The district court’s letter opinion interprets Methola v. County of Eddy, 95 N.M. 329, 622 P.2d 234 (1980) and Silva v. State, 106 N.M. 472, 745 P.2d 380 (1987), as holding that immunity is waived by Section 41-4-12 whenever personal injury is caused by a law enforcement officer’s negligent failure to properly train and supervise subordinates. We do not so read our supreme court’s decisions.

The language of Section 41-4-12 explicitly ties the waiver of immunity to certain torts or violations of rights. Silva did not construe Section 41-4-12. As for Methola, we summarized that decision and its progeny in Ortiz. We point out only that in Methola and Schear v. Board of County Commissioners, 101 N.M. 671, 687 P.2d 728 (1984), the personal injury clearly was caused by a tort listed in Section 41-4-12; and in California First Bank v. State, 111 N.M. 64, 801 P.2d 646 (1990), the supreme court focused on the fact that the personal injury resulted from a violation of a right secured under New Mexico statutory law. We reject the overly broad construction of Section 41-4-12 stated in the district court’s letter opinion. In this case plaintiff cannot recover for negligent training or supervision in the absence of either a tort listed in Section 41-4-12 or a deprivation of a right secured by the federal or state constitution or laws.

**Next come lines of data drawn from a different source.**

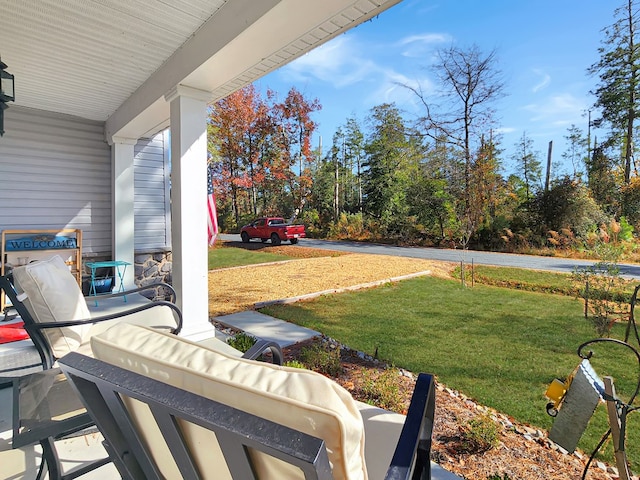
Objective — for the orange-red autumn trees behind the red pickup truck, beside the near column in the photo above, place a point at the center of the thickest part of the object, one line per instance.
(254, 145)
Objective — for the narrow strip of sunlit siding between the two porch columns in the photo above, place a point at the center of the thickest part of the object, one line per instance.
(151, 205)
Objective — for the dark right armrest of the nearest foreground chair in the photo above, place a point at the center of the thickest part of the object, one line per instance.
(411, 459)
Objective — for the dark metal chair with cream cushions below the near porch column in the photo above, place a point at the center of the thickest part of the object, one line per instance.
(60, 320)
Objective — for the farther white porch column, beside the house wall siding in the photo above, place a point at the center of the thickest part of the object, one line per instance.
(122, 207)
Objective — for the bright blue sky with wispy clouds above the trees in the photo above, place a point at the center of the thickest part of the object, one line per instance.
(543, 50)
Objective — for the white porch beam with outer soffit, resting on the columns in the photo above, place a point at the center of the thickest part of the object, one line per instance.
(243, 41)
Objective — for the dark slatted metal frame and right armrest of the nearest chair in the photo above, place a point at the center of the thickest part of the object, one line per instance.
(104, 387)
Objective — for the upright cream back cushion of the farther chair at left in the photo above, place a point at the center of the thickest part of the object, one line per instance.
(53, 295)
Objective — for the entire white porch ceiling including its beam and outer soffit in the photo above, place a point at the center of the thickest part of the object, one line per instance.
(114, 60)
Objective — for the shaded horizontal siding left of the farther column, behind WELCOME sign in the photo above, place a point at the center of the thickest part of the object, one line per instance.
(55, 172)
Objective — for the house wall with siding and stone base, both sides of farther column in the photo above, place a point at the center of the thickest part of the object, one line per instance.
(55, 172)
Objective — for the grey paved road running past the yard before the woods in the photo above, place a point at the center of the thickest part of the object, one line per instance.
(565, 265)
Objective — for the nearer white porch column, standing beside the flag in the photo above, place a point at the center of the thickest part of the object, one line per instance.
(188, 207)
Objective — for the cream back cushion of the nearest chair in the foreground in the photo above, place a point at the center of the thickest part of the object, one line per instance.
(297, 398)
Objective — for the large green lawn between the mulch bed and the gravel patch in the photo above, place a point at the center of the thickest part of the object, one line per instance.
(499, 346)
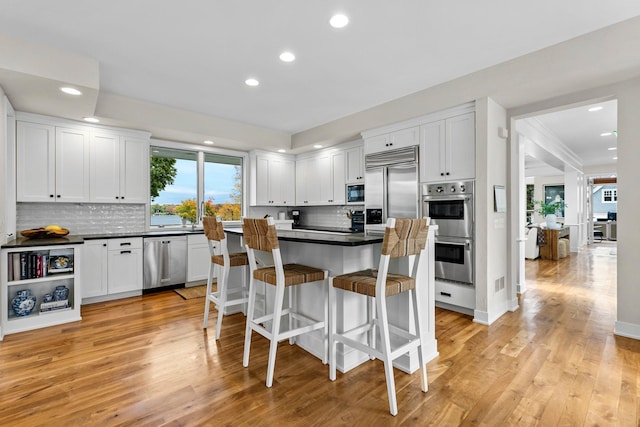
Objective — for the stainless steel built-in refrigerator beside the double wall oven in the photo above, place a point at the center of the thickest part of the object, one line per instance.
(391, 186)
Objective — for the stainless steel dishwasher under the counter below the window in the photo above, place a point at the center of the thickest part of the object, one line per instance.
(165, 262)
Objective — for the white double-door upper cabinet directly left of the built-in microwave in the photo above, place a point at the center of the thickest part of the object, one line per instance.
(320, 179)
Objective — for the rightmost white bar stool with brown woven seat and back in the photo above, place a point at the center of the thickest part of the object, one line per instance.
(402, 237)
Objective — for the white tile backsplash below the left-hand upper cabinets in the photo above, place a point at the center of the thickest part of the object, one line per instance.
(83, 218)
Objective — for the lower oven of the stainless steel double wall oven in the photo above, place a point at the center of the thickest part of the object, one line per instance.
(454, 259)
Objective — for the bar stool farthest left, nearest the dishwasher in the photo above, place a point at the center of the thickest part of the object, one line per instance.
(223, 260)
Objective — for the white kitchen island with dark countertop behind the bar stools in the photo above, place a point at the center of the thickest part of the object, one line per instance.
(342, 253)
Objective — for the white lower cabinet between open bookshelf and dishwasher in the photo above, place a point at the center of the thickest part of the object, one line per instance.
(113, 266)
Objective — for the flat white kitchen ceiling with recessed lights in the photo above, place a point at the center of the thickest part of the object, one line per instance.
(194, 55)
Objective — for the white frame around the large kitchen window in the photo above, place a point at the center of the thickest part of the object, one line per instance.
(201, 150)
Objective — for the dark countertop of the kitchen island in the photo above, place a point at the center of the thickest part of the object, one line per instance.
(320, 237)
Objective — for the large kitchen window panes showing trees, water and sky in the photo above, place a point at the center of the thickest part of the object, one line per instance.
(187, 184)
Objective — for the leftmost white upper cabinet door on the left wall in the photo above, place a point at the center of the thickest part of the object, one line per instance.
(36, 159)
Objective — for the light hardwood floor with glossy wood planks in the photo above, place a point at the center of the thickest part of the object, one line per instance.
(147, 361)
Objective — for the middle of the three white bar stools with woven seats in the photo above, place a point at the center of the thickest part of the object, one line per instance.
(261, 235)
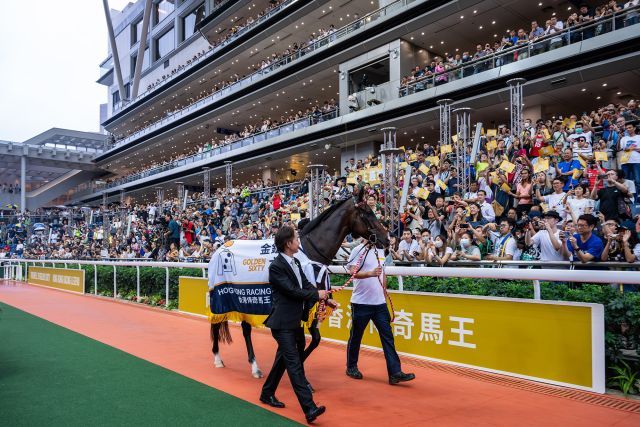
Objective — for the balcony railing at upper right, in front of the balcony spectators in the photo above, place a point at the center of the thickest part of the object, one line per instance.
(566, 37)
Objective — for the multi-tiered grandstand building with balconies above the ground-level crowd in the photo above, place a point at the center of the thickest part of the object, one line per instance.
(271, 87)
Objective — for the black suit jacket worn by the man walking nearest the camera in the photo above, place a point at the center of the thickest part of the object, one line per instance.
(290, 303)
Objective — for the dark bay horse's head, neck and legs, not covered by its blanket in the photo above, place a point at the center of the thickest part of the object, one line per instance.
(320, 239)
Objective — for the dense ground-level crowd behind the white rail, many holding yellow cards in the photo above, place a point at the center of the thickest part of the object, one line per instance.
(562, 190)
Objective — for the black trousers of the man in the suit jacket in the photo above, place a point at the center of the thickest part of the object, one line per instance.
(289, 356)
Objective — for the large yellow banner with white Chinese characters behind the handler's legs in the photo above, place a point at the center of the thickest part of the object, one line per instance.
(556, 342)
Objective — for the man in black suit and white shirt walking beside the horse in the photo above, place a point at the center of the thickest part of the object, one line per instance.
(292, 295)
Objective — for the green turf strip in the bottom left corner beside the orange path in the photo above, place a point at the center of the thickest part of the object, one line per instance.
(50, 375)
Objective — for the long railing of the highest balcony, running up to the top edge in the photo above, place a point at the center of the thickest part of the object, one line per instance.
(260, 74)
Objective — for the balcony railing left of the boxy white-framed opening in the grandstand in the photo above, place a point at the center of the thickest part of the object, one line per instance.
(242, 142)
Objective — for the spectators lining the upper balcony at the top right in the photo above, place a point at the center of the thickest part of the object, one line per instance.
(582, 24)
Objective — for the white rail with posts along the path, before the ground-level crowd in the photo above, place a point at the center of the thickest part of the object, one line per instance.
(13, 270)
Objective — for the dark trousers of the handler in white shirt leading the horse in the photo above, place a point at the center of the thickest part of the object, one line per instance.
(361, 314)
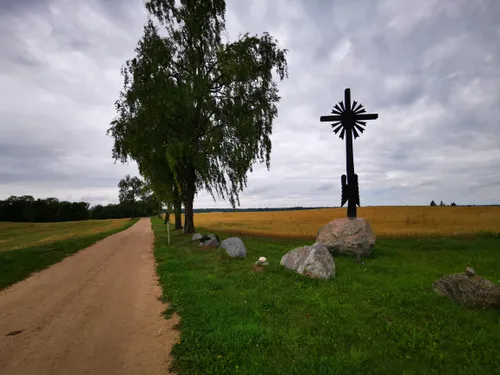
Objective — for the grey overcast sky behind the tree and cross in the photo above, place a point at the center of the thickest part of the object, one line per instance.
(429, 68)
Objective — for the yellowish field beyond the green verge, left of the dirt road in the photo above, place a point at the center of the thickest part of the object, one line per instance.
(21, 235)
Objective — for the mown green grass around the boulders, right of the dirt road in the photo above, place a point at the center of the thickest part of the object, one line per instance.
(380, 317)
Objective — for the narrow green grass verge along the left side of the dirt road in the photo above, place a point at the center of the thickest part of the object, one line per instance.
(18, 264)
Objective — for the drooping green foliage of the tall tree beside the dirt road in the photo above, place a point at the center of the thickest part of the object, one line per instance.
(196, 108)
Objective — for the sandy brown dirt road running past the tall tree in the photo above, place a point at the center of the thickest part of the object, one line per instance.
(96, 312)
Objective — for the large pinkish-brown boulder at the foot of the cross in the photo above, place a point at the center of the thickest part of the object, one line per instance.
(348, 236)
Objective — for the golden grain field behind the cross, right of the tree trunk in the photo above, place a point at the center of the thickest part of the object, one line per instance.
(385, 221)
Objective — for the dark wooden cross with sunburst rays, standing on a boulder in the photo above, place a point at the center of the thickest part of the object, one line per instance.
(349, 120)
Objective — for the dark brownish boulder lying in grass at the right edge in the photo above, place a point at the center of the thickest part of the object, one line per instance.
(468, 289)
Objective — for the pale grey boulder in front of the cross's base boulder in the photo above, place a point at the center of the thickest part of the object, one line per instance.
(313, 261)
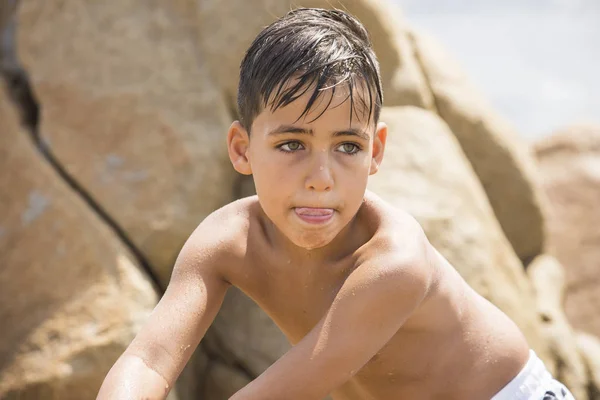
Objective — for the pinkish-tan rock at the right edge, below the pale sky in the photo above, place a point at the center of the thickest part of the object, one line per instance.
(569, 162)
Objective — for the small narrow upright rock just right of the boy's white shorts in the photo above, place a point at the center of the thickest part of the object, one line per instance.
(547, 276)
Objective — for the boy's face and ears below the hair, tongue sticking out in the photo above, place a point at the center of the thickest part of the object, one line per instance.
(310, 176)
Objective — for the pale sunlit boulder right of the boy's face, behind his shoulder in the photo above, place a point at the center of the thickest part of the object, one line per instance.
(426, 173)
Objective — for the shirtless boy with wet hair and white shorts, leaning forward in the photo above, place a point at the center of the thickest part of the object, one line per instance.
(372, 309)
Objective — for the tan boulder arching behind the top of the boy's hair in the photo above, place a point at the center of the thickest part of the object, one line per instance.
(226, 43)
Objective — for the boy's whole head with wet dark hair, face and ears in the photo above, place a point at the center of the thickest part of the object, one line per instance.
(309, 101)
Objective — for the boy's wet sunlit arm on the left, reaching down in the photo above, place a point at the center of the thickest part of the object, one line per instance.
(151, 364)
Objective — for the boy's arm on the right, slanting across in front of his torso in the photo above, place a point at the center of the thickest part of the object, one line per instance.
(368, 310)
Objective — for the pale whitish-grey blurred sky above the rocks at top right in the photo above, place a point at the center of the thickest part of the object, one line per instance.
(537, 61)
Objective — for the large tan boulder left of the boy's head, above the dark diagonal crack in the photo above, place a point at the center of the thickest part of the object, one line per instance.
(131, 114)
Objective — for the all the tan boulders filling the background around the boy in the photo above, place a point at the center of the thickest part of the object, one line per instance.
(112, 149)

*249Despite our disagreement with the district court’s reasoning, we do not reverse the denial of defendants' motion to dismiss the second cause of action. The second cause of action incorporates the allegations in the first cause of action. In our view the complaint can reasonably be construed as alleging that defendants' negligent training and supervision of their subordinates caused the subordinates to deprive plaintiff’s son of rights secured under the United States and New Mexico Constitutions and that the deprivation of rights resulted in personal injury and death to her son. See Shea v. H.S. Pickrell Co., 106 N.M. 683, 748 P.2d 980 (Ct.App.1987) (all doubts are to be resolved in favor of sufficiency of complaint). In Ortiz we are holding that the Tort Claims Act waives immunity for negligent training and supervision by a law enforcement officer that causes the commission by a subordinate law enforcement officer of a tort listed in Section 41-4-12. That holding, together with the language of Section 41-4-12 — which treats identically the commission of a listed tort and the deprivation of rights secured by federal or state law — requires affirming the sufficiency of plaintiff’s second cause of action against the challenge raised in defendants’ appeal. Our affirmance, of course, is without prejudice to further factual or legal challenges to plaintiff’s second cause of action.

CONCLUSION

For the above reasons we affirm the district court’s denial of defendants’ motion to dismiss the second cause of action and remand for further proceedings consistent with this opinion.

IT IS SO ORDERED.

MINZNER, J., concurs.

BIVINS, J., dissents.

BIVINS, Judge

(dissenting).

I respectfully dissent and adopt my dissent in Ortiz v. New Mexico State Police, 112 N.M. 249, 814 P.2d 117 (Ct.App.1991).